The zamboni crew have chosen to stay out of this loop and to set their rules independently. That’s a puzzle. A clash of philosophies? So many City rinks still have their windowless staff room with the old couch and the all-winter card game, where the zamboni operators and the on-site rink staff and a few favourite rink users spend time between periods of ice maintenance. Sometimes the door is propped open, other times it’s locked from the inside. Is that protection from the public really so much more agreeable than running a rink that’s a friendly hub in a lively neighbourhood?

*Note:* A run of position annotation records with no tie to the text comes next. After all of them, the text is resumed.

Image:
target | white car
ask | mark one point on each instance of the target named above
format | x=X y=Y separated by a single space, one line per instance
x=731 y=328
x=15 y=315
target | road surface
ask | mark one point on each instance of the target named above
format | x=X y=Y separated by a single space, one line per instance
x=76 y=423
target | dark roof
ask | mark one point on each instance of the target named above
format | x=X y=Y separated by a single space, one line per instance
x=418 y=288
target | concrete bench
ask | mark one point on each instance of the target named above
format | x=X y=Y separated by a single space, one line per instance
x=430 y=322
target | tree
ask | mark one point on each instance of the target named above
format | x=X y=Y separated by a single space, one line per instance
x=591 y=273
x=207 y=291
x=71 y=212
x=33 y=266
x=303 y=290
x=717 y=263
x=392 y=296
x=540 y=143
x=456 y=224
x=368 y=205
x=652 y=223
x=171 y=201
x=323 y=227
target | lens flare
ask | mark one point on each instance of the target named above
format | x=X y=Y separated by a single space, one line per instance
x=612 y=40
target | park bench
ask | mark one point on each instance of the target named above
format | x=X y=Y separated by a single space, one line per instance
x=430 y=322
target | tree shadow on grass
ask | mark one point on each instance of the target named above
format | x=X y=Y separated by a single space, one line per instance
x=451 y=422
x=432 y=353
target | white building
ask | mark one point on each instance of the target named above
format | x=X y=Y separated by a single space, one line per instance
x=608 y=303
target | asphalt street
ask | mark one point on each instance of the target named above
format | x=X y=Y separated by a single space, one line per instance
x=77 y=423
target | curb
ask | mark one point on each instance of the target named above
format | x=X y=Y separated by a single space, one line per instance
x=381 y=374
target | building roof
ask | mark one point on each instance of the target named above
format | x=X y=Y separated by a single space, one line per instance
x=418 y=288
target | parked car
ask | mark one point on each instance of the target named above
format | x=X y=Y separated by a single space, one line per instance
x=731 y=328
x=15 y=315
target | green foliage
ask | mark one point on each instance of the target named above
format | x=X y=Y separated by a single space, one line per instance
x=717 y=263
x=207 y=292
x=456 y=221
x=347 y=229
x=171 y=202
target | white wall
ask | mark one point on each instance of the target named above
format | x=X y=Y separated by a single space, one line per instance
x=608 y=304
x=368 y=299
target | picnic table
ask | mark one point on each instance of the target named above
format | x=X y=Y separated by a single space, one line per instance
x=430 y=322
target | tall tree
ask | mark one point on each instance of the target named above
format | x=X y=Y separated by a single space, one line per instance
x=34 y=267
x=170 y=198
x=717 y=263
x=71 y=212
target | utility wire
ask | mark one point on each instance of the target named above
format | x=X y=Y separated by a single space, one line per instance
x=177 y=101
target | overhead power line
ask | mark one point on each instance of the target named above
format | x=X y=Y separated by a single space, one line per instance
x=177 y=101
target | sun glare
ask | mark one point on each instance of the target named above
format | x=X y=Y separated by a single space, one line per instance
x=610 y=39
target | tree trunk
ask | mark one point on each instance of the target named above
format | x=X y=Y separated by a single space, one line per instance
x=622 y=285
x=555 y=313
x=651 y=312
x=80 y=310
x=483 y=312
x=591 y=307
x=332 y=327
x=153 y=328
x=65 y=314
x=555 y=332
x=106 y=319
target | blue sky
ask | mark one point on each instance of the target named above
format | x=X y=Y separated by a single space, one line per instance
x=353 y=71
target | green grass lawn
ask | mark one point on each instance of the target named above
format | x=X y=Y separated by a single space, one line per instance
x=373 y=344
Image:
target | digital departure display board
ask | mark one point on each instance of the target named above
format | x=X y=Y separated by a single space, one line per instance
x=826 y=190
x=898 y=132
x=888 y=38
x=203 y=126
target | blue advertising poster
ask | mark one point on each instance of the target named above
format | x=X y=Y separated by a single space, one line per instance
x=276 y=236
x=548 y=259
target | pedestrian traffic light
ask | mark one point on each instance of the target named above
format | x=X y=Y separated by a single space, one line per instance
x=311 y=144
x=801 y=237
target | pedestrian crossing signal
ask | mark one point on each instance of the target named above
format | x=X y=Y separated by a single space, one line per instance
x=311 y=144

There will be some discussions now between the City zamboni operators and the Dufferin Rink on-site staff. Hopefully the two clashing philosophies will move a little closer again. If not (since we don’t like to hire waiting-around rink staff), rink users will have plenty of time to brainstorm about the upside-down world of city rinks, when they’re squashed together inside the rink house as the zamboni moves around the ice outside, all alone.